Laboratory Calibrations of Fe XII-XIV Line-Intensity Ratios for Electron Density Diagnostics

We have used an electron beam ion trap to measure electron-density-diagnostic line-intensity ratios for extreme ultraviolet lines from F XII, XIII, and XIV at wavelengths of 185-205 255-276 Angstroms. These ratios can be used as density diagnostics for astrophysical spectra and are especially relevant to solar physics. We found that density diagnostics using the Fe XIII 196.53/202.04 and the Fe XIV 264.79/274.21 and 270.52A/274.21 line ratios are reliable using the atomic data calculated with the Flexible Atomic Code. On the other hand, we found a large discrepancy between the FAC theory and experiment for the commonly used Fe XII (186.85 + 186.88)/195.12 line ratio. These FAC theory calculations give similar results to the data tabulated in CHIANTI, which are commonly used to analyze solar observations. Our results suggest that the discrepancies seen between solar coronal density measurements using the Fe XII (186.85 + 186.88)/195.12 and Fe XIII 196.54/202.04 line ratios are likely due to issues with the atomic calculations for Fe XII.

preprint2019arXiv

Measured reduction in Alfvén wave energy propagating through longitudinal gradients scaled to match solar coronal holes

We have explored the effectiveness of a longitudinal gradient in Alfvén speed in reducing the energy of propagating Alfvén waves under conditions scaled to match solar coronal holes. The experiments were conducted in the Large Plasma Device at the University of California, Los Angeles. Our results show that the energy of the transmitted Alfvén wave decreases as the inhomogeneity parameter, $λ/L_{\rm A}$, increases. Here, $λ$ is the wavelength of the Alfvén wave and $L_{\rm A}$ is the scale length of Alfvén speed gradient. For gradients similar to those in coronal holes, the waves are observed to lose a factor of $\approx 5$ more energy than they do when propagating through a uniform plasma without a gradient. We have carried out further experiments and analyses to constrain the cause of wave energy reduction in the gradient.

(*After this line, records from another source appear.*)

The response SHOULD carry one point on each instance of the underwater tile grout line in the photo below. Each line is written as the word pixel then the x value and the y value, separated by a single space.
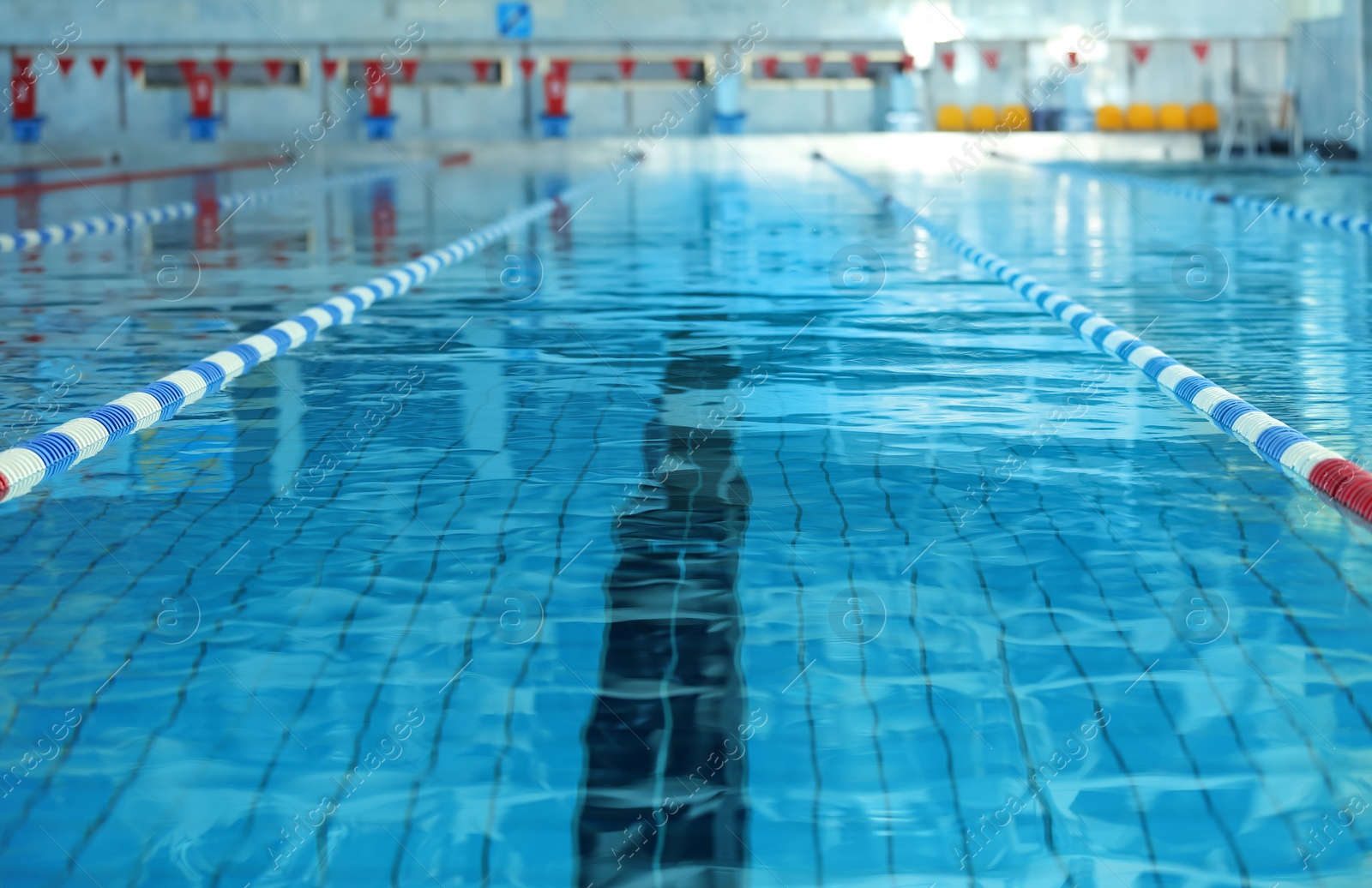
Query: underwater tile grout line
pixel 1275 206
pixel 68 231
pixel 59 448
pixel 1324 471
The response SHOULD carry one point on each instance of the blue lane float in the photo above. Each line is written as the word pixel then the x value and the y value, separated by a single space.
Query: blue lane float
pixel 68 231
pixel 1279 444
pixel 70 443
pixel 1262 206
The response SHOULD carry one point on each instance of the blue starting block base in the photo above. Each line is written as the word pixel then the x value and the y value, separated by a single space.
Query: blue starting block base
pixel 381 128
pixel 27 130
pixel 555 125
pixel 729 123
pixel 202 129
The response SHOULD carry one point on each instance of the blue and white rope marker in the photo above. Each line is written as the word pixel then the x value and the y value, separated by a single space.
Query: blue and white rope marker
pixel 1278 443
pixel 59 448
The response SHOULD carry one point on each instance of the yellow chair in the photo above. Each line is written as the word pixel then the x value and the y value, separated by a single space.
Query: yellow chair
pixel 1172 117
pixel 983 118
pixel 1014 118
pixel 1109 118
pixel 951 119
pixel 1140 118
pixel 1204 117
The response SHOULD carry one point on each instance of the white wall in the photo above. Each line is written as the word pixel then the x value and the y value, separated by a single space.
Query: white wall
pixel 1250 40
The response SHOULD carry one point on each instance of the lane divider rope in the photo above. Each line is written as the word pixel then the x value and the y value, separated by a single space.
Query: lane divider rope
pixel 1264 206
pixel 1278 443
pixel 113 222
pixel 55 451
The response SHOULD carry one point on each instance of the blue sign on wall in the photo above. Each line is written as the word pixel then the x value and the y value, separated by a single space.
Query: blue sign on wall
pixel 514 21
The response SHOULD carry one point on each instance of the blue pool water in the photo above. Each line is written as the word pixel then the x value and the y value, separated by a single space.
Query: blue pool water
pixel 701 565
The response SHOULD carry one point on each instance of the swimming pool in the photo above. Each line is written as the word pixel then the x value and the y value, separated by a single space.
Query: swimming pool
pixel 707 561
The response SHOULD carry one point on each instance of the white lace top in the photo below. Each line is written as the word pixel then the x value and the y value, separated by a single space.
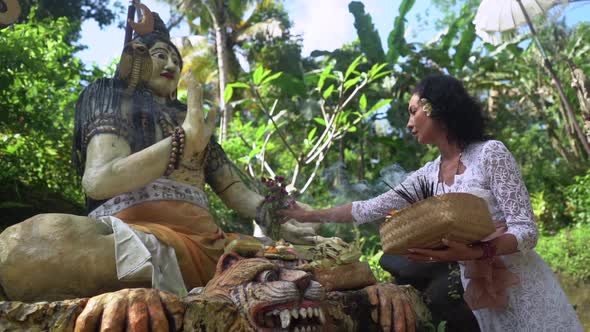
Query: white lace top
pixel 537 302
pixel 490 173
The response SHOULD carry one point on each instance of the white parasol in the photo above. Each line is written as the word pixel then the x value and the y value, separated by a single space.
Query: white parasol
pixel 497 19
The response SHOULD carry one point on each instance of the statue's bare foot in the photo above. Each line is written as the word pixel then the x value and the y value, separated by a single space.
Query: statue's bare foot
pixel 135 309
pixel 391 308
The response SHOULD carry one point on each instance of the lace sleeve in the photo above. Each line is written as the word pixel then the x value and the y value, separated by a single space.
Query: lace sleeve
pixel 377 208
pixel 511 194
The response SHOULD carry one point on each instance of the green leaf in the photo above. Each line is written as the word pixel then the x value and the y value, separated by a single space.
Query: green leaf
pixel 228 93
pixel 351 82
pixel 311 134
pixel 271 78
pixel 324 75
pixel 396 41
pixel 328 91
pixel 259 132
pixel 363 102
pixel 370 42
pixel 237 85
pixel 379 104
pixel 257 76
pixel 353 66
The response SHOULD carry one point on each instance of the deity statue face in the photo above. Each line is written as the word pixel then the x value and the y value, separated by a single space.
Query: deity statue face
pixel 165 70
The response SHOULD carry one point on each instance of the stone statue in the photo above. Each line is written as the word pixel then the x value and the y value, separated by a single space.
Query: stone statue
pixel 145 158
pixel 245 294
pixel 149 238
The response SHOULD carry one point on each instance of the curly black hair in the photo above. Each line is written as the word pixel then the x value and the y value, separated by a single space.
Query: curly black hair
pixel 454 108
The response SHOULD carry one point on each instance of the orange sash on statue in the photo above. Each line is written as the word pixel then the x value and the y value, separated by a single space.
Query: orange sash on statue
pixel 188 228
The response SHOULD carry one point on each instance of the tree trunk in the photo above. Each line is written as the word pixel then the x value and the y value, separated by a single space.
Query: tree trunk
pixel 226 110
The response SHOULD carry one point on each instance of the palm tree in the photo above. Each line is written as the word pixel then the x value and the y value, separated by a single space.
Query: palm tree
pixel 223 21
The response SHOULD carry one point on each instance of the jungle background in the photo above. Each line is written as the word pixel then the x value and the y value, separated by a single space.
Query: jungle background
pixel 332 123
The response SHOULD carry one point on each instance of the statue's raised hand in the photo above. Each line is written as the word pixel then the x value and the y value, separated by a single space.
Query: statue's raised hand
pixel 137 309
pixel 197 128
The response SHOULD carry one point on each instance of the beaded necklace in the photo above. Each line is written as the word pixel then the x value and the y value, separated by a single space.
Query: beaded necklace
pixel 440 176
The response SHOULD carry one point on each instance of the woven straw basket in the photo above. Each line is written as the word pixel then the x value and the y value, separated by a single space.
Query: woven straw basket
pixel 459 217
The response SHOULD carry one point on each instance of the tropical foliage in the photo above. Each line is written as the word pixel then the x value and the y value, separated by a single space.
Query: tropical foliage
pixel 332 123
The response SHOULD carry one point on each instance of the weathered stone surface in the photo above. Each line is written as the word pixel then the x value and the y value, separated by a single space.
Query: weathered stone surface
pixel 345 311
pixel 41 316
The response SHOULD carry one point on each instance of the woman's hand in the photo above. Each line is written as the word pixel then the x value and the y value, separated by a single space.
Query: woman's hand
pixel 197 128
pixel 295 211
pixel 455 251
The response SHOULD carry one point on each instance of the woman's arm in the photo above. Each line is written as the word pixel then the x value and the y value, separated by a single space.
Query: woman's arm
pixel 513 199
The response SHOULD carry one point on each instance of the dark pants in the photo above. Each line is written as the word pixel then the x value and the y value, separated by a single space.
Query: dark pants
pixel 440 285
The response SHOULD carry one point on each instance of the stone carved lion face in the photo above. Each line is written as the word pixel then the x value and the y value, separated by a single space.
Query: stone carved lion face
pixel 272 297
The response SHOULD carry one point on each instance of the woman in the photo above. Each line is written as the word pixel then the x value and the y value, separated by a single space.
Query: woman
pixel 443 114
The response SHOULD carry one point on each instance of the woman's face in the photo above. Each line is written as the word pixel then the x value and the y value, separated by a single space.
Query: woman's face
pixel 165 70
pixel 423 127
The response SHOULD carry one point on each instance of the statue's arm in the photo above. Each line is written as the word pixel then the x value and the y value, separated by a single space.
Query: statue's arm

The loss of Alfvén wave energy from mode coupling is unlikely, as we have not detected any other modes. Contrary to theoretical expectations, the reduction in the energy of the transmitted wave is not accompanied by a detectable reflected wave. Nonlinear effects are ruled out as the amplitude of the initial wave is too small and the wave frequency well below the ion cyclotron frequency. Since the total energy must be conserved, it is possible that the lost wave energy is being deposited in the plasma. Further studies are needed to explore where the energy is going.